At a matchmaking corner in Guangzhou’s Tianhe Park, 65-year-old Zhang Damao is still unable to find a suitable partner after meeting numerous potential dates over the past year.
“I guess neither of us caught the other’s eye. Either she’d think I’m not good enough, or I’d think we’re not a good match,” Zhang let out a self-deprecating laugh, but did not seem too disappointed.

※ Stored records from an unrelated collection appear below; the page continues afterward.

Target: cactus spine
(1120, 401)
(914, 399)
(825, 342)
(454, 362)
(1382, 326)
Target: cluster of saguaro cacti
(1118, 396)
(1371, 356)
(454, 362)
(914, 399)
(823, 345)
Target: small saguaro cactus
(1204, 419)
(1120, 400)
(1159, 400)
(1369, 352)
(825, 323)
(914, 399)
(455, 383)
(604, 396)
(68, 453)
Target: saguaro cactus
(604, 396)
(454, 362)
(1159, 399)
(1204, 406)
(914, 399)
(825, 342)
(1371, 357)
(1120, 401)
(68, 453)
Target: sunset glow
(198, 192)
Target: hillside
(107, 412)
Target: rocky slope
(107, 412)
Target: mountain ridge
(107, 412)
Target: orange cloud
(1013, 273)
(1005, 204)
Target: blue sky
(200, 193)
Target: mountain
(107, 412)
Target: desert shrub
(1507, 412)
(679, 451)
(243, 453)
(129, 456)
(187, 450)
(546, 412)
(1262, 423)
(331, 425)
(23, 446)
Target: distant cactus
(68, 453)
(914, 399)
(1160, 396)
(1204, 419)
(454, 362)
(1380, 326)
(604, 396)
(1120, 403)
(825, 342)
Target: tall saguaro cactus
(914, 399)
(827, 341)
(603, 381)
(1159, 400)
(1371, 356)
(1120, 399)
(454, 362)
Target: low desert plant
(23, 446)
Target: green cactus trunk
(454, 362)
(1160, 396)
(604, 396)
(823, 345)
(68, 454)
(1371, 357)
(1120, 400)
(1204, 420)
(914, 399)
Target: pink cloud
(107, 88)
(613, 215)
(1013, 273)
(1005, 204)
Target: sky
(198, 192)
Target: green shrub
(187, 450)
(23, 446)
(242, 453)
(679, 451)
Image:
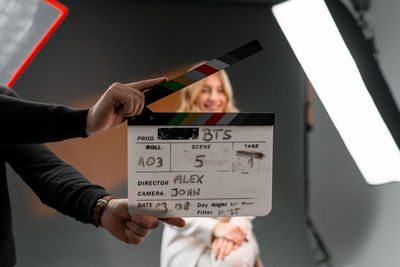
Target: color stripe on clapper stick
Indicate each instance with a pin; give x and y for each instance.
(202, 72)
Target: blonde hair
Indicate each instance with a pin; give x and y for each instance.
(189, 95)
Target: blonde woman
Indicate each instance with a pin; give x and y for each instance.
(210, 241)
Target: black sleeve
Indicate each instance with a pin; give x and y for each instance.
(56, 183)
(25, 122)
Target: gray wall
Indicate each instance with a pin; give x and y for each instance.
(359, 223)
(101, 42)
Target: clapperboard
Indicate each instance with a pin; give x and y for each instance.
(200, 164)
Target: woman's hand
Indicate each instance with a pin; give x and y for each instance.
(229, 231)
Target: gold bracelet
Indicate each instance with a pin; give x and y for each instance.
(99, 209)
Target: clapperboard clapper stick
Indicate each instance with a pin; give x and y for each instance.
(200, 164)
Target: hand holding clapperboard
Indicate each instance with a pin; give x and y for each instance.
(200, 164)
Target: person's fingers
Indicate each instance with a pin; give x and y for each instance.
(140, 231)
(145, 84)
(175, 221)
(217, 247)
(224, 245)
(228, 249)
(125, 103)
(145, 221)
(132, 237)
(242, 230)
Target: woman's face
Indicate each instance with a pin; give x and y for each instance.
(212, 97)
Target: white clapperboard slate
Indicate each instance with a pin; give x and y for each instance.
(200, 164)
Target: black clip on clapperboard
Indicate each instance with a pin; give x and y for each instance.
(200, 164)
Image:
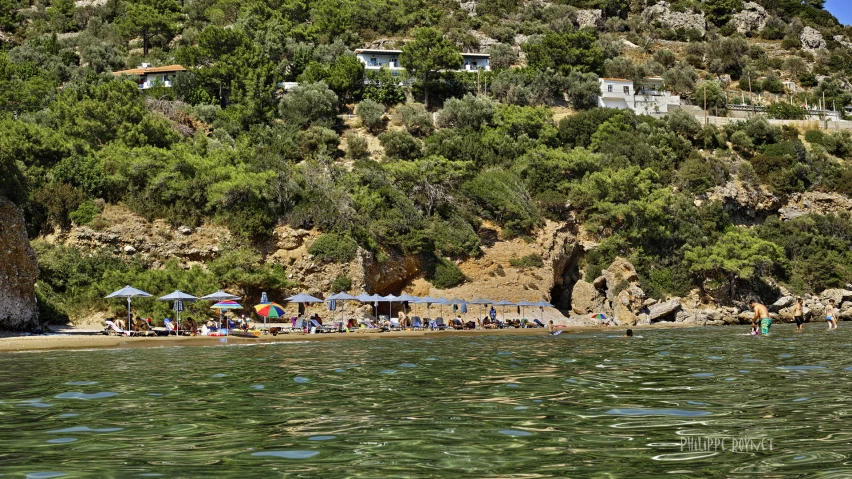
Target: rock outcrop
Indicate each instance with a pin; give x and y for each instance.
(751, 19)
(586, 299)
(811, 39)
(18, 271)
(589, 18)
(663, 14)
(811, 202)
(743, 204)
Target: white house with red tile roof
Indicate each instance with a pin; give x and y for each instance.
(650, 98)
(149, 76)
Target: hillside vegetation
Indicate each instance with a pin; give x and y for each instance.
(227, 145)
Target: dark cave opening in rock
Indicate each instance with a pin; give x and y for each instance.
(566, 274)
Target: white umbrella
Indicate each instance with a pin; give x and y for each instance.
(504, 303)
(483, 302)
(523, 305)
(407, 298)
(342, 297)
(390, 299)
(128, 292)
(178, 297)
(303, 298)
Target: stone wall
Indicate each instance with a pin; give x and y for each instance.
(18, 271)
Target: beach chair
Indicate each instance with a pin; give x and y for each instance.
(112, 329)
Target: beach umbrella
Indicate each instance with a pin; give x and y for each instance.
(220, 296)
(390, 299)
(427, 300)
(523, 305)
(269, 310)
(504, 303)
(482, 302)
(541, 305)
(128, 292)
(178, 297)
(441, 302)
(408, 299)
(226, 304)
(342, 297)
(303, 298)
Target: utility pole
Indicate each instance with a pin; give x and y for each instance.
(750, 96)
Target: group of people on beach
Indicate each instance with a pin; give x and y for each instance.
(763, 321)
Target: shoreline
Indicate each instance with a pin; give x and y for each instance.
(79, 341)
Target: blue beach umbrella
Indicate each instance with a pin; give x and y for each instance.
(179, 297)
(128, 292)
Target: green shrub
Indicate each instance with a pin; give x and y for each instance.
(814, 137)
(371, 114)
(356, 147)
(416, 120)
(341, 283)
(85, 213)
(468, 112)
(334, 247)
(446, 274)
(400, 145)
(503, 198)
(528, 261)
(786, 111)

Zhang works in the traditional Chinese medicine industry and refers to himself as “Physician Mao”. He divorced his wife 20 years ago because their “personalities clashed” and has since remained single. Last year, he moved from Beijing to Guangzhou and decided to permanently reside in this southern city. Soon after, he solemnly hung up a poster with his personal information at the matchmaking corner, hoping to find a 60-year-old down-to-earth lady to settle down with.
This matchmaking corner in Tianhe Park is a popular public matchmaking spot in Guangzhou. Every weekend, people from all walks of life would crowd the area. While most of them gather there in search of a mate for their children, some, like Zhang, are there to post their own particulars on posters hung up in rows at the matchmaking corner.
In his personal introduction, Zhang openly states that he has no house, car or savings. However, he is mild-tempered, loves to cook, has good medical skills, and can take care of his partner’s health. Peppered with exclamation marks, his blurb tellls would-be partners that he can guarantee them a healthy and fulfilling life.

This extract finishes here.